Good news: you’ve got an interview! Now what?
It’s worth remembering that an interview isn’t a one-sided process; it’s a chance for both you and your potential employer to see if the job, environment and employer are suitable for each other.
Every employer conducts their recruitment process differently. Some prefer panel interviews, some prefer single interviews; others prefer the first-second-third interview process. Follow our interview advice to make sure you’re prepared at every stage.
Interview advice: before the job interview
Put together an ‘information pack’ with some basic company information:
- Google them and look under the News tab – is there any recent information, anything relevant you can refer to?
- Their website and social media profiles
- Facts and figures such as investment information
- Consider downloading a brochure or annual report
- Research your interviewer(s) on LinkedIn and/or Google – if they’ve done similar work to you then you can weave that into the conversation
The second part of this information pack should relate to the specific job you are interviewing for.
- Read the job description and identify key responsibilities, technical knowledge and soft skills that will be required from you to be successful in the role
- Think of 3 examples of previous experience for each of the key responsibilities and requirements of the job description. This will benefit you in interview as you will be ready for any type of questioning, whether it be a competency-based interview, a panel interview or a CV walk through
- Plan questions to ask at the end of the interview. This is a key way to demonstrate your enthusiam and excitement for the role and brand
Additional information tip: Have a hard copy of your CV ready. It’s useful for your own reference, and if the client hasn’t got a printout, you’ll seem extra well-planned and efficient.
Interview advice: interview structure
– Have you tested the video link on the day of the interview?
– Will you be shown around the office, or meet members of the team?
Interview planning tip: Confirm the exact location of the interview, and plan your route in advance. Allow time for delays, and ask your consultant if they’ve been there before. If not, get them to ask the client for directions.
Interview advice: answering questions
Cut down on ‘waffle’ and present yourself in the best possible light. Nerves are normal, but these 4 bits of interview advice will keep you articulate and to the point:
- Practice describing your work history in a logical chronological order – including your reasons for accepting different jobs, your reasons for leaving, and career gaps
- Prepare for key questions that are normally asked at interview. For example, ‘Tell me about you?’ and ‘Why do you want to work here?’
- Make a list of the questions that you need to ask to showcase your understanding and excitement for the role
- Ask your consultant for interview advice – if they know the client they can give you pointers on the interviewer’s personality, dress code etc
Common interview questions
- Why do you want to come to work for us?
- What do you know about this company?
- Why did you choose this career?
- What are your major strengths/weaknesses?
- How was your last review?
- Why do you want to leave your current employer?
- What has been the biggest challenge in your career to date?
- How would your friends/colleagues describe you?
- Where do you see yourself in 2/5/10 years’ time?

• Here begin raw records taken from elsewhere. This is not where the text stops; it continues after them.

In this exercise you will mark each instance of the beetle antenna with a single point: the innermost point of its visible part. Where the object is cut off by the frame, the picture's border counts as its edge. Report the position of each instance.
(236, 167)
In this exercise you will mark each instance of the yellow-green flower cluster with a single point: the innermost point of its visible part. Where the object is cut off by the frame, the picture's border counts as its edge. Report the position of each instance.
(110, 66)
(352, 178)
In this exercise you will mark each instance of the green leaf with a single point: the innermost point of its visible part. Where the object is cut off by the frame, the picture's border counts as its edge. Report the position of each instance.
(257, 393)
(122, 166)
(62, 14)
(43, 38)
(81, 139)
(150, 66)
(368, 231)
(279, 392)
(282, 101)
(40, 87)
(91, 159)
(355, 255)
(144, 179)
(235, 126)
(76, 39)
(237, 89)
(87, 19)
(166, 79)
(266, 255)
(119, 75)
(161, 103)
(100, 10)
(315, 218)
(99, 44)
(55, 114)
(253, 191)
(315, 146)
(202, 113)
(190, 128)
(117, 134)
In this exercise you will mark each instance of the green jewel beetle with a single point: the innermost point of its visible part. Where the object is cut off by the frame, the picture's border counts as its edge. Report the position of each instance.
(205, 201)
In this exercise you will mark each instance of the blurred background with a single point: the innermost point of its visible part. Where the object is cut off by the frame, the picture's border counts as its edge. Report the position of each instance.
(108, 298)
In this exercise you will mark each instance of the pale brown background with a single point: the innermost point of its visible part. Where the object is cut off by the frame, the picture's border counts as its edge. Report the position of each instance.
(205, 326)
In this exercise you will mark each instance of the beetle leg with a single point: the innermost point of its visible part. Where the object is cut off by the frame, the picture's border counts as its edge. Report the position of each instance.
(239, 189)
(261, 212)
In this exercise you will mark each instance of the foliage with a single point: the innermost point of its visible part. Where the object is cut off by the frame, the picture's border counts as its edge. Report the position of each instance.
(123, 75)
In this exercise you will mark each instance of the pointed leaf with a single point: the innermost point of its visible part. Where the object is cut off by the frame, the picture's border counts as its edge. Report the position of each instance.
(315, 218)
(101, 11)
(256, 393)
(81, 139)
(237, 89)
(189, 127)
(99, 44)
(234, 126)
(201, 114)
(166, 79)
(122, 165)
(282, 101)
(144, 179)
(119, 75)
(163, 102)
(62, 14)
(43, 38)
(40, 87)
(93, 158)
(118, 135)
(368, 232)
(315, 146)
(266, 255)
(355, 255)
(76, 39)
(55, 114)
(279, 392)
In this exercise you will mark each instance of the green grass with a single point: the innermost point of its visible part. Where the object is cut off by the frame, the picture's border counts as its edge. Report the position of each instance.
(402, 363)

Interview tip: In your answers, try to relate your experience to the attributes that the interviewer is looking for. For example: if they’re looking for team leading experience, make sure that you cover all of the instances when you have been responsible for people.
Interview advice: 5 great questions you can ask at the interview
- Can you tell me more about the company, the role and attributes/competencies of the person that they are looking for?
- How closely do you feel my experience matches what you are looking for?
- Do you have any doubts about my background or ability to do the job?
- Tell me what the biggest challenges are going to be within the product roadmap in the next 6 months?
- What is the biggest opportunity and threat to the business currently?
Towards the end of the meeting, asking questions allows you to:
– Get an immediate feedback loop
– Address any yellow flags the interviewer had from the interview process. You can then leave the interview knowing you have given a full and proper account of your skills and experience.
Take an interview tip from a salesperson: Treat the interview like a sales meeting – fact find, present information, identify reservations, overcome reservations – then close the sale.
Interview preparation: on the day
- Know the dress code and aim to be more formal than your interviewer(s) will be
- Leave as much extra time as possible if you are travelling to the interview, so you don’t arrive late and flustered
- If it is a video call, test your connection, sound and microphone at least 30 minutes before the interview, giving you time to fix any problems
- Turn your mobile phone off before going into your interview
Body language: be at ease and make a great first impression
- Mirror your approach to the person interviewing you – if the person is friendly or makes a joke, laugh and be friendly back; If they are being very formal, be friendly but professional. Never swear, even if the interviewer does
- Listening skills are important – explain, but don’t talk too much or talk over your interviewer
- Avoid negative references to previous employers at all costs
Closing the interview
The interviewer wants enthusiastic team members on board. End the interview positively by telling the interviewer that you really enjoyed the chat, it sounds like a brilliant opportunity and you are excited for next steps.